AndreaFrancis commented 1 year ago

For Refresh all the datasets with only one config This is the list of datasets that I am launching for force-refresh for step dataset-config-names: datasets-one-config.csv

I used the following query to get the datasets: datasets_server_cache> db.cachedResponsesBlue.find({kind:"dataset-config-names", http_status:200, "content.config_names":{$size:1}, "content.config_names.0.config":{$ne:"default"}, "content.config_names.0.config":/--/})

AndreaFrancis commented 1 year ago

For datasets with one config: db.cachedResponsesBlue.countDocuments({kind:"dataset-config-names", http_status:200, "content.config_names":{$size:1}, "content.config_names.0.config":{$ne:"default"}})

We still have 25548, but I would like to continue force refreshing them incrementally, currently, we have a load of 859K pending jobs in the queue and would like to avoid overloading db.
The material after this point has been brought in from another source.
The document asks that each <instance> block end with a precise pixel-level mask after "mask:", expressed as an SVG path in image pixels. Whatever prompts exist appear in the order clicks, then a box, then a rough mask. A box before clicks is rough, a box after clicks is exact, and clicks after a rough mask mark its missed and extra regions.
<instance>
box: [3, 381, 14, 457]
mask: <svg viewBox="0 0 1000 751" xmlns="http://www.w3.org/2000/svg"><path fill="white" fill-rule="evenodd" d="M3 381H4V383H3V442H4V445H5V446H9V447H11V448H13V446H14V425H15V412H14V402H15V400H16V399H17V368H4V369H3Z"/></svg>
AndreaFrancis commented 1 year ago

We have still 23402 datasets with one config to backfill. It is pending because of queue overload.

severo commented 1 year ago

We have still 23402 datasets with one config to backfill. It is pending because of queue overload.

Is it fixed now @AndreaFrancis?

lhoestq commented 1 year ago

Not yet I think, but the queue is empty now so feel free to fill it :)

AndreaFrancis commented 1 year ago

I will continue with the refresh for datasets with one config

AndreaFrancis commented 1 year ago

I finished updating datasets with one config. Only the following records (331) are missing but those are because they don't exist in the hub. Maybe we should remove those records? missing.csv

severo commented 1 year ago

Yes, good question: how to detect and clean this kind of remaining cache entries?

We have a dedicated issue: https://github.com/huggingface/datasets-server/issues/1285, maybe it's worth commenting there.

Also, look at https://github.com/huggingface/datasets-server/issues/1219: we already recompute old entries, I'm not sure if they are deleted, or not, when the dataset does not exist anymore.

AndreaFrancis commented 1 year ago

Yes, good question: how to detect and clean this kind of remaining cache entries?

I wonder, why don't they get deleted when calling webhook? https://github.com/huggingface/datasets-server/blob/main/services/api/src/api/routes/webhook.py#L77 maybe we have something buggy there or maybe the webhook was not called?

AndreaFrancis commented 1 year ago

Also, look at https://github.com/huggingface/datasets-server/issues/1219: we already recompute old entries, I'm not sure if they are deleted, or not, when the dataset does not exist anymore.

No, in this case when calling either force-refresh or dataset-backfill, there is no action performed because get_dataset_git_revision throws a NotFound exception that will prevent doing any operation in regards to old entries.

https://github.com/huggingface/datasets-server/blob/main/services/admin/src/admin/routes/dataset_backfill.py#L50 https://github.com/huggingface/datasets-server/blob/main/services/admin/src/admin/routes/force_refresh.py#L72

Some of those records might be deleted once we implement TTL in cache collection.

severo commented 1 year ago

why don't they get deleted when calling webhook?

They are generally deleted, but it seems like not all the cases are processed correctly.

It would be good to have some metrics about that (not a priority) and investigate why some of them are not deleted.